In the end, the team was able to catch 13 monkfish for the lab to establish cell lines that will allow them to grow the parasite in a controlled environment for continued study.
This project is just one of two immunology research projects Jacewicz is contributing to in Dixon’s lab. The second focuses on bat immunology. Currently in its early stages, the project involves analyzing bat cells to gain a deeper understanding of how the immune system functions. Next, Jacewicz will begin infecting the cells with a parasite to observe the immune response. She plans to continue this work through her BIOL 499 senior honours thesis project in the fall term.
For Jacewicz, this research assistantship was more than just an exciting opportunity to visit Canada’s East Coast; it was a pivotal moment in discovering her career interests.

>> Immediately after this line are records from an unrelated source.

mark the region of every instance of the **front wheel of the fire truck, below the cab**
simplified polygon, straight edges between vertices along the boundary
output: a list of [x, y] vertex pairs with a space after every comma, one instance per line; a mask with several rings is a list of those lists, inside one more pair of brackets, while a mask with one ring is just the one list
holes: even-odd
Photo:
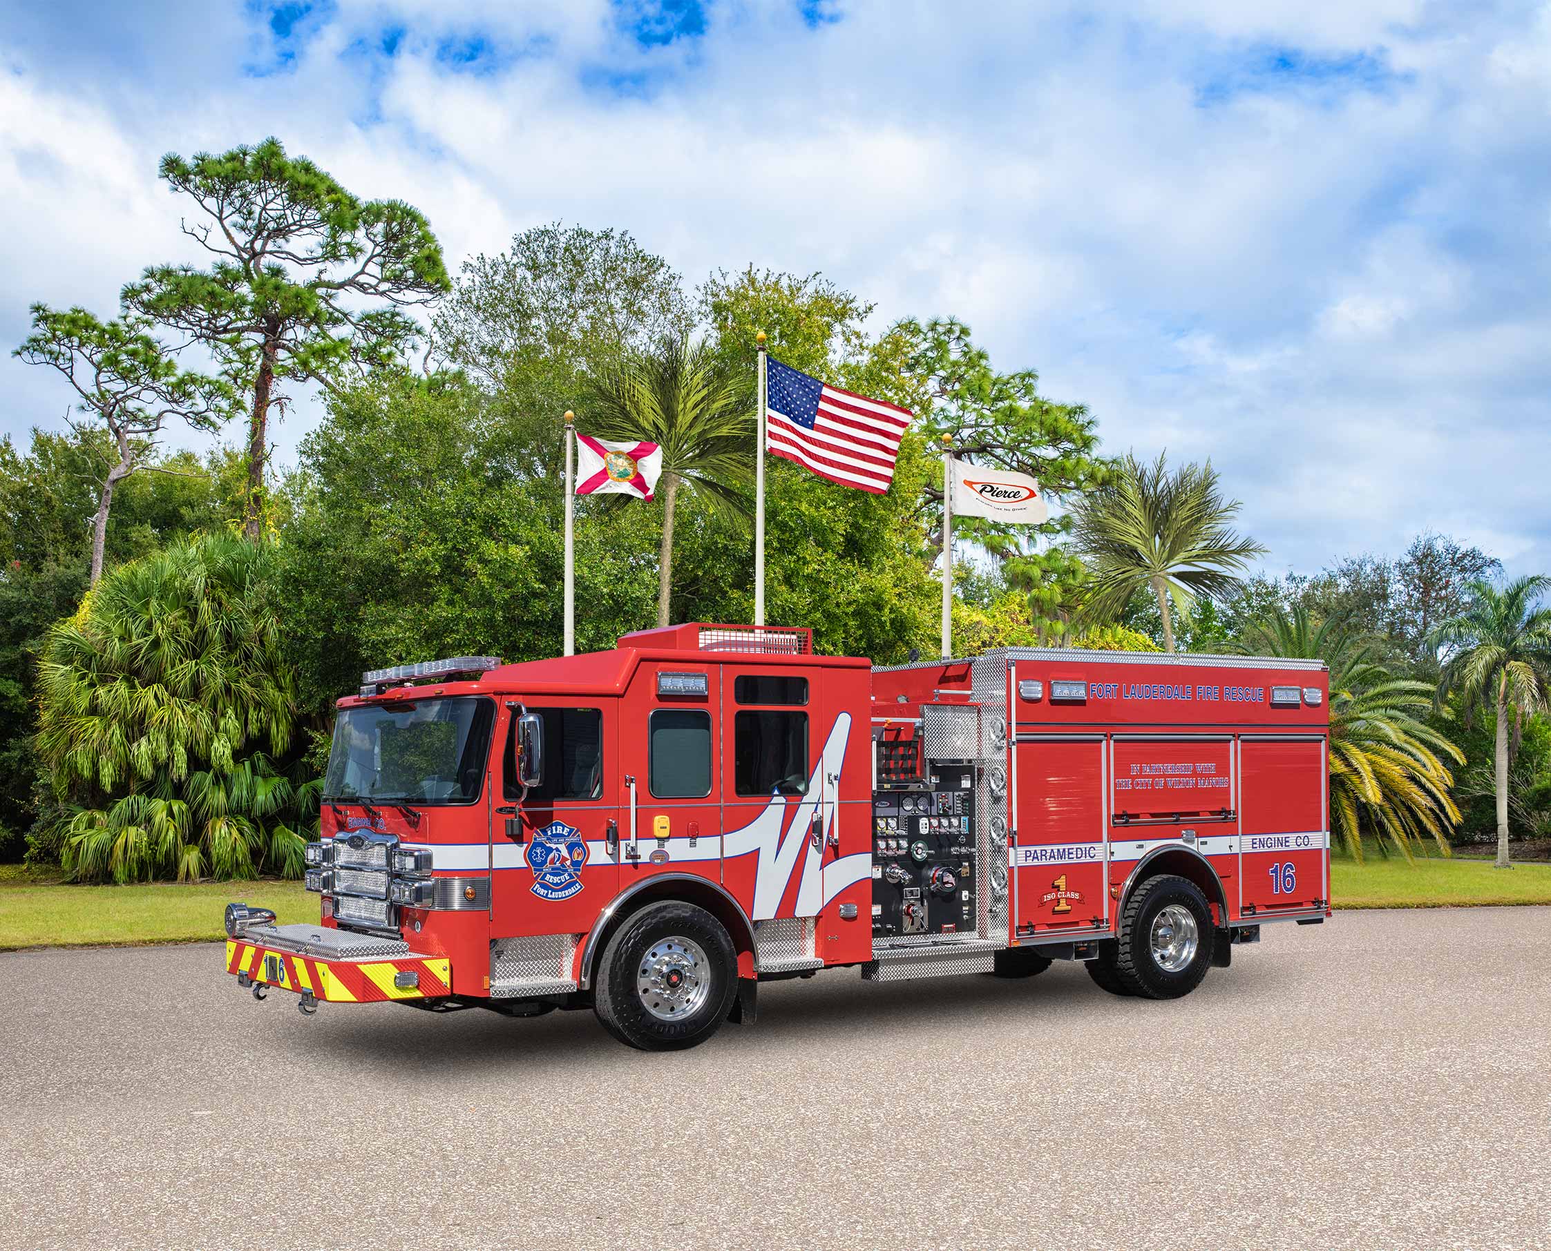
[[653, 904], [603, 949], [592, 1006], [603, 1028], [642, 1051], [682, 1051], [721, 1026], [738, 989], [727, 932], [693, 904]]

“This opportunity has felt like a stepping stone to the type of research I’d like to be involved with in the future,” she says. “Before this experience, I didn’t know what it was like to work in a real research lab, and now that I have, I know it’s something I want to keep pursuing.”
Over the next few years, you'll find Jacewicz working away in a research lab on campus, contemplating graduate school and possibly returning to Nova Scotia for more field work and adventure.